La cena se alarga un poco más de lo debido (en el Club de los Iguales se “levantan manteles” a las once de la noche, esté el fuego como esté) y, solo al final, a Fernando se le escapa un gemido personal. Este hombre al que todos o casi todos hemos llamado héroe, o al menos valiente, y desde luego honesto y consecuente, solo a veces recupera la combatividad de sus mejores días. Lo ha pasado bien con nosotros y se le nota mucho, sonríe a boca llena. Pero ha llegado a la edad de las pérdidas, y la peor de todas es la de la ilusión: “Cuando te das cuenta de que ya no hay nada en el presente que te apasione, que mueva tu emoción, que despierte ilusiones nuevas… ¿De qué sirve vivir?”

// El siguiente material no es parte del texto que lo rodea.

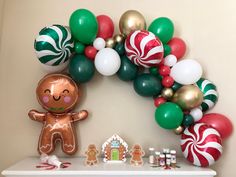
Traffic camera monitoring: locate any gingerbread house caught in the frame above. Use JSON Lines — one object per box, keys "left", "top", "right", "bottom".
{"left": 102, "top": 134, "right": 128, "bottom": 163}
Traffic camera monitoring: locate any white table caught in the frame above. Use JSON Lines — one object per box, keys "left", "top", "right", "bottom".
{"left": 2, "top": 157, "right": 216, "bottom": 177}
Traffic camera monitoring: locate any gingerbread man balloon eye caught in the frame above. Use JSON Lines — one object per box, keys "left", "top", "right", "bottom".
{"left": 63, "top": 89, "right": 69, "bottom": 94}
{"left": 44, "top": 89, "right": 51, "bottom": 94}
{"left": 28, "top": 74, "right": 88, "bottom": 155}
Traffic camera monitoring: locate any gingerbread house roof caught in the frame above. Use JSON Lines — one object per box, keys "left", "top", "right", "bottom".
{"left": 102, "top": 134, "right": 128, "bottom": 152}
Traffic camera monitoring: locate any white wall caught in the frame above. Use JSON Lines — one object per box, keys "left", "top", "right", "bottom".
{"left": 0, "top": 0, "right": 5, "bottom": 50}
{"left": 0, "top": 0, "right": 235, "bottom": 177}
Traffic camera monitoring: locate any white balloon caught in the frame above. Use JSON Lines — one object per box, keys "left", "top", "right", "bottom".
{"left": 170, "top": 59, "right": 203, "bottom": 85}
{"left": 93, "top": 37, "right": 106, "bottom": 50}
{"left": 164, "top": 54, "right": 177, "bottom": 67}
{"left": 190, "top": 107, "right": 203, "bottom": 122}
{"left": 95, "top": 48, "right": 121, "bottom": 76}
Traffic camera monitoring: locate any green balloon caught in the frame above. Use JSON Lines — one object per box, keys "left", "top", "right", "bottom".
{"left": 74, "top": 41, "right": 85, "bottom": 54}
{"left": 115, "top": 43, "right": 125, "bottom": 56}
{"left": 149, "top": 67, "right": 162, "bottom": 80}
{"left": 172, "top": 82, "right": 182, "bottom": 91}
{"left": 148, "top": 17, "right": 174, "bottom": 44}
{"left": 155, "top": 102, "right": 183, "bottom": 129}
{"left": 69, "top": 9, "right": 98, "bottom": 44}
{"left": 133, "top": 73, "right": 162, "bottom": 97}
{"left": 117, "top": 55, "right": 138, "bottom": 81}
{"left": 182, "top": 114, "right": 194, "bottom": 127}
{"left": 69, "top": 54, "right": 95, "bottom": 83}
{"left": 164, "top": 44, "right": 171, "bottom": 57}
{"left": 149, "top": 67, "right": 158, "bottom": 75}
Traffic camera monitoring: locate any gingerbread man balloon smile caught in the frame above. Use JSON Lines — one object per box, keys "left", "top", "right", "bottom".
{"left": 28, "top": 74, "right": 88, "bottom": 155}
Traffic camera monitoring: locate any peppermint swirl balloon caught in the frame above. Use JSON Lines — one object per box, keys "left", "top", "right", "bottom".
{"left": 196, "top": 78, "right": 218, "bottom": 112}
{"left": 125, "top": 30, "right": 164, "bottom": 68}
{"left": 34, "top": 25, "right": 74, "bottom": 66}
{"left": 181, "top": 123, "right": 222, "bottom": 167}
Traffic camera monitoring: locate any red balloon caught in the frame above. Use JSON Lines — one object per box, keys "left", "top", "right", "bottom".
{"left": 85, "top": 46, "right": 97, "bottom": 60}
{"left": 199, "top": 113, "right": 233, "bottom": 139}
{"left": 96, "top": 15, "right": 114, "bottom": 40}
{"left": 168, "top": 37, "right": 186, "bottom": 59}
{"left": 154, "top": 97, "right": 166, "bottom": 107}
{"left": 162, "top": 76, "right": 174, "bottom": 88}
{"left": 159, "top": 65, "right": 170, "bottom": 76}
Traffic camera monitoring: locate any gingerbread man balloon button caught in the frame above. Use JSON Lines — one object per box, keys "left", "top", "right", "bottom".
{"left": 28, "top": 74, "right": 88, "bottom": 155}
{"left": 129, "top": 144, "right": 145, "bottom": 166}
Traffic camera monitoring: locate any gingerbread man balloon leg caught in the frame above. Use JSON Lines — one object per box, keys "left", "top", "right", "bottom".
{"left": 61, "top": 111, "right": 88, "bottom": 154}
{"left": 29, "top": 74, "right": 88, "bottom": 155}
{"left": 28, "top": 110, "right": 54, "bottom": 154}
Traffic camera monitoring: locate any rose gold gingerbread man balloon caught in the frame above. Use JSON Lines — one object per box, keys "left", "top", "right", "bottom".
{"left": 28, "top": 74, "right": 88, "bottom": 155}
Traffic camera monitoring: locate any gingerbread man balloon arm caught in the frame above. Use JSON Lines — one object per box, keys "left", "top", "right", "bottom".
{"left": 28, "top": 109, "right": 46, "bottom": 122}
{"left": 71, "top": 110, "right": 88, "bottom": 122}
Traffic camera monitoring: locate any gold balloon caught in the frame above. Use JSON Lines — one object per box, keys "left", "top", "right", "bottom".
{"left": 174, "top": 126, "right": 185, "bottom": 135}
{"left": 119, "top": 10, "right": 146, "bottom": 36}
{"left": 114, "top": 34, "right": 125, "bottom": 43}
{"left": 172, "top": 85, "right": 203, "bottom": 110}
{"left": 161, "top": 88, "right": 174, "bottom": 100}
{"left": 106, "top": 38, "right": 116, "bottom": 48}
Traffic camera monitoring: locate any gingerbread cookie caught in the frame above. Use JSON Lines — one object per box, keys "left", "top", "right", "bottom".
{"left": 28, "top": 74, "right": 88, "bottom": 155}
{"left": 85, "top": 144, "right": 99, "bottom": 166}
{"left": 129, "top": 144, "right": 145, "bottom": 166}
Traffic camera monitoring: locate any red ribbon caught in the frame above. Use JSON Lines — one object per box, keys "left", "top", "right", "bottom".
{"left": 36, "top": 162, "right": 71, "bottom": 170}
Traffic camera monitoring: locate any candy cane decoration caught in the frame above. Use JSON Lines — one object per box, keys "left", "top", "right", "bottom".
{"left": 181, "top": 123, "right": 222, "bottom": 167}
{"left": 34, "top": 25, "right": 74, "bottom": 66}
{"left": 196, "top": 78, "right": 218, "bottom": 112}
{"left": 125, "top": 30, "right": 164, "bottom": 68}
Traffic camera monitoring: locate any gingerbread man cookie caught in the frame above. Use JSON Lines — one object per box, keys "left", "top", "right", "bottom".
{"left": 129, "top": 144, "right": 145, "bottom": 166}
{"left": 28, "top": 74, "right": 88, "bottom": 155}
{"left": 85, "top": 144, "right": 99, "bottom": 166}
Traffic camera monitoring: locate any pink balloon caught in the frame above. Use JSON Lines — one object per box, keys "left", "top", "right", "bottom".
{"left": 199, "top": 113, "right": 233, "bottom": 140}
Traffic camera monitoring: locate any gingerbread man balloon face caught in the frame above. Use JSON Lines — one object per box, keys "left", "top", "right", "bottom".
{"left": 29, "top": 74, "right": 88, "bottom": 155}
{"left": 36, "top": 74, "right": 79, "bottom": 113}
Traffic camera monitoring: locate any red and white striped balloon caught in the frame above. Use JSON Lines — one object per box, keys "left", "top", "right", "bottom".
{"left": 181, "top": 123, "right": 222, "bottom": 167}
{"left": 125, "top": 30, "right": 164, "bottom": 68}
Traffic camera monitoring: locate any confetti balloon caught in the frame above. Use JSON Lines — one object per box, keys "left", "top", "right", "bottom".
{"left": 196, "top": 78, "right": 218, "bottom": 112}
{"left": 181, "top": 123, "right": 222, "bottom": 167}
{"left": 34, "top": 25, "right": 74, "bottom": 66}
{"left": 125, "top": 30, "right": 164, "bottom": 68}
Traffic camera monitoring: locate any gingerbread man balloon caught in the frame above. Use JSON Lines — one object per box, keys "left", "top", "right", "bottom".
{"left": 28, "top": 74, "right": 88, "bottom": 155}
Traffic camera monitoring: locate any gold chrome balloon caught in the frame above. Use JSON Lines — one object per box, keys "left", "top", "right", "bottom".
{"left": 106, "top": 38, "right": 116, "bottom": 48}
{"left": 174, "top": 126, "right": 185, "bottom": 135}
{"left": 119, "top": 10, "right": 146, "bottom": 36}
{"left": 172, "top": 85, "right": 203, "bottom": 110}
{"left": 161, "top": 88, "right": 174, "bottom": 100}
{"left": 114, "top": 34, "right": 125, "bottom": 43}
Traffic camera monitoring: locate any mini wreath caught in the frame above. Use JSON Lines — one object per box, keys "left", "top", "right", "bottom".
{"left": 33, "top": 9, "right": 232, "bottom": 167}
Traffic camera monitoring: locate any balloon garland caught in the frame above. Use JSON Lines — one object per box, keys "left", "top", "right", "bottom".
{"left": 32, "top": 9, "right": 233, "bottom": 167}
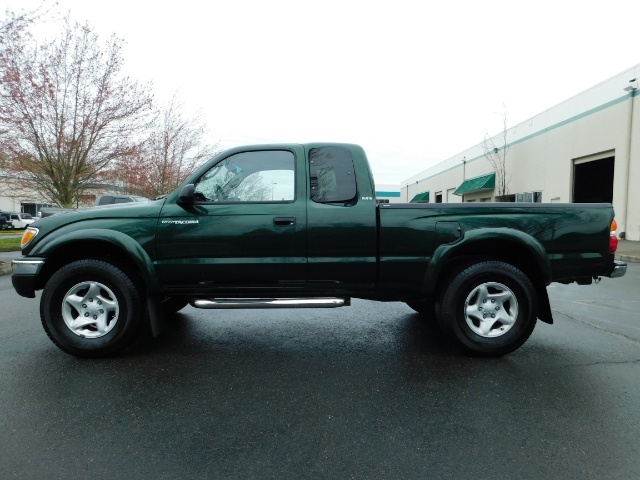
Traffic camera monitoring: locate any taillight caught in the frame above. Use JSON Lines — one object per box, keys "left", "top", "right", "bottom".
{"left": 609, "top": 220, "right": 618, "bottom": 253}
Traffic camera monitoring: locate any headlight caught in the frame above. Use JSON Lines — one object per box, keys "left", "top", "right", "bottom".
{"left": 21, "top": 227, "right": 39, "bottom": 249}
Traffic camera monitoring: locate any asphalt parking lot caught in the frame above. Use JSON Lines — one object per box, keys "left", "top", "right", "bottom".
{"left": 0, "top": 264, "right": 639, "bottom": 479}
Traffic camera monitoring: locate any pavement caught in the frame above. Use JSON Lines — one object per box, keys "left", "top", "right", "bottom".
{"left": 0, "top": 251, "right": 18, "bottom": 276}
{"left": 1, "top": 240, "right": 639, "bottom": 277}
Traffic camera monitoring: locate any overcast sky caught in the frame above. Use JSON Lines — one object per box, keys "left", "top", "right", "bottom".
{"left": 5, "top": 0, "right": 639, "bottom": 184}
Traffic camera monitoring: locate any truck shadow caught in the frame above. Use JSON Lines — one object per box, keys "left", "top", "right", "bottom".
{"left": 127, "top": 307, "right": 462, "bottom": 361}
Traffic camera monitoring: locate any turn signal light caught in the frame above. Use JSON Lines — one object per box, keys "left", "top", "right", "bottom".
{"left": 21, "top": 227, "right": 38, "bottom": 249}
{"left": 609, "top": 220, "right": 618, "bottom": 253}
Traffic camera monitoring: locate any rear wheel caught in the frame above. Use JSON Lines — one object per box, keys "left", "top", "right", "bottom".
{"left": 437, "top": 260, "right": 538, "bottom": 357}
{"left": 40, "top": 259, "right": 144, "bottom": 357}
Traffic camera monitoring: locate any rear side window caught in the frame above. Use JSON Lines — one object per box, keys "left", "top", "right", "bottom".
{"left": 309, "top": 146, "right": 356, "bottom": 203}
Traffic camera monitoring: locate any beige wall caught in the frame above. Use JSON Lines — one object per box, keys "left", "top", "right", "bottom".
{"left": 401, "top": 65, "right": 640, "bottom": 240}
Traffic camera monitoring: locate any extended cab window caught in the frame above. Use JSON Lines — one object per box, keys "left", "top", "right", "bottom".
{"left": 194, "top": 150, "right": 295, "bottom": 203}
{"left": 309, "top": 146, "right": 356, "bottom": 203}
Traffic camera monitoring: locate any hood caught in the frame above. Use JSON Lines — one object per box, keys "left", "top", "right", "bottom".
{"left": 31, "top": 199, "right": 166, "bottom": 230}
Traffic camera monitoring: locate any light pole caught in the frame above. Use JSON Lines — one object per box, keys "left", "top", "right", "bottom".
{"left": 462, "top": 156, "right": 466, "bottom": 203}
{"left": 622, "top": 78, "right": 637, "bottom": 238}
{"left": 271, "top": 183, "right": 277, "bottom": 201}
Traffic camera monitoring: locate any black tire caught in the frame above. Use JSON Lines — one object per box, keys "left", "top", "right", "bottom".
{"left": 437, "top": 260, "right": 538, "bottom": 357}
{"left": 40, "top": 259, "right": 144, "bottom": 358}
{"left": 405, "top": 298, "right": 436, "bottom": 319}
{"left": 161, "top": 297, "right": 189, "bottom": 316}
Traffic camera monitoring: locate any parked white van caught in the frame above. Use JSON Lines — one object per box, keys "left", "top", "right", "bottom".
{"left": 0, "top": 211, "right": 35, "bottom": 229}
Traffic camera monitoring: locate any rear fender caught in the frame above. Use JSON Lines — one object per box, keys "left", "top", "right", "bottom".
{"left": 424, "top": 228, "right": 552, "bottom": 299}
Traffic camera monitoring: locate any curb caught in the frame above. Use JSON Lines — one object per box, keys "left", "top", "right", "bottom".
{"left": 0, "top": 260, "right": 11, "bottom": 276}
{"left": 616, "top": 254, "right": 640, "bottom": 264}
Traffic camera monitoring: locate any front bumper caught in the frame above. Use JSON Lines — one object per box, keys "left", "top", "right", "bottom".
{"left": 11, "top": 258, "right": 44, "bottom": 298}
{"left": 608, "top": 260, "right": 627, "bottom": 278}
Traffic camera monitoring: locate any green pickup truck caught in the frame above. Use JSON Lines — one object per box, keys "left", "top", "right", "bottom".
{"left": 12, "top": 143, "right": 627, "bottom": 358}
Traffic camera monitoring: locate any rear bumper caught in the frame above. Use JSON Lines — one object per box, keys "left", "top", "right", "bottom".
{"left": 11, "top": 258, "right": 44, "bottom": 298}
{"left": 608, "top": 260, "right": 627, "bottom": 278}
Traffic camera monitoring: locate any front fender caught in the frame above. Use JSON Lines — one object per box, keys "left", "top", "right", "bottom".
{"left": 424, "top": 227, "right": 552, "bottom": 297}
{"left": 29, "top": 228, "right": 162, "bottom": 295}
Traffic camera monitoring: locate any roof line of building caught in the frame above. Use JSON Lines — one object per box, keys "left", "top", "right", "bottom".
{"left": 403, "top": 88, "right": 637, "bottom": 187}
{"left": 402, "top": 64, "right": 640, "bottom": 187}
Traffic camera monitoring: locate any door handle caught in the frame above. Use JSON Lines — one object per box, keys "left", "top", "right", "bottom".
{"left": 274, "top": 217, "right": 296, "bottom": 227}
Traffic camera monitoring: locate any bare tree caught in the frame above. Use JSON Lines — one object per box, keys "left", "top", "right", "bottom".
{"left": 114, "top": 94, "right": 218, "bottom": 199}
{"left": 0, "top": 2, "right": 52, "bottom": 35}
{"left": 0, "top": 15, "right": 154, "bottom": 207}
{"left": 231, "top": 172, "right": 273, "bottom": 201}
{"left": 482, "top": 106, "right": 510, "bottom": 200}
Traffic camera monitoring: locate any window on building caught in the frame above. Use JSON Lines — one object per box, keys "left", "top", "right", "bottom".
{"left": 495, "top": 194, "right": 516, "bottom": 202}
{"left": 515, "top": 191, "right": 542, "bottom": 203}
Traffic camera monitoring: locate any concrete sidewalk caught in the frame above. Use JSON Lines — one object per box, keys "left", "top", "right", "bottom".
{"left": 0, "top": 250, "right": 19, "bottom": 276}
{"left": 615, "top": 239, "right": 640, "bottom": 264}
{"left": 1, "top": 240, "right": 639, "bottom": 277}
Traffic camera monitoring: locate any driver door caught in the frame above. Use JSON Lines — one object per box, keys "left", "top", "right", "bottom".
{"left": 155, "top": 147, "right": 307, "bottom": 295}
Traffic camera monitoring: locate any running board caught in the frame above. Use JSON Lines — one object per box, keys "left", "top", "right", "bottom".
{"left": 191, "top": 297, "right": 350, "bottom": 309}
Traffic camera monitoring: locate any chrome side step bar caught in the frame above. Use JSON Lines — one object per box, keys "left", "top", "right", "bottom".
{"left": 191, "top": 297, "right": 350, "bottom": 309}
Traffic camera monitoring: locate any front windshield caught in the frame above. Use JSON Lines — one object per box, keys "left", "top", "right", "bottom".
{"left": 21, "top": 213, "right": 33, "bottom": 219}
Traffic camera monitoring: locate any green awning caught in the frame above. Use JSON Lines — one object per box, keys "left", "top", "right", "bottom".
{"left": 410, "top": 191, "right": 430, "bottom": 203}
{"left": 454, "top": 173, "right": 495, "bottom": 196}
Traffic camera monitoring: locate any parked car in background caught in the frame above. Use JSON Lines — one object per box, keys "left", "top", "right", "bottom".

Pero ya es tarde, nos hemos terminado el café y el convener da por cerrado el acto. Impone al filósofo el emblema del Club, un pin que representa una flor azul: el “nomeolvides” o myosotis. Lo llevaban los demócratas en la Alemania nazi para reconocerse entre ellos, para sonreírse por la calle y darse ánimos. Así lo recibe Fernando Savater. Y sonríe de nuevo. Yo trato de imaginar que al menos por un momento ha recuperado la pasión de vivir. Pero no lo sé.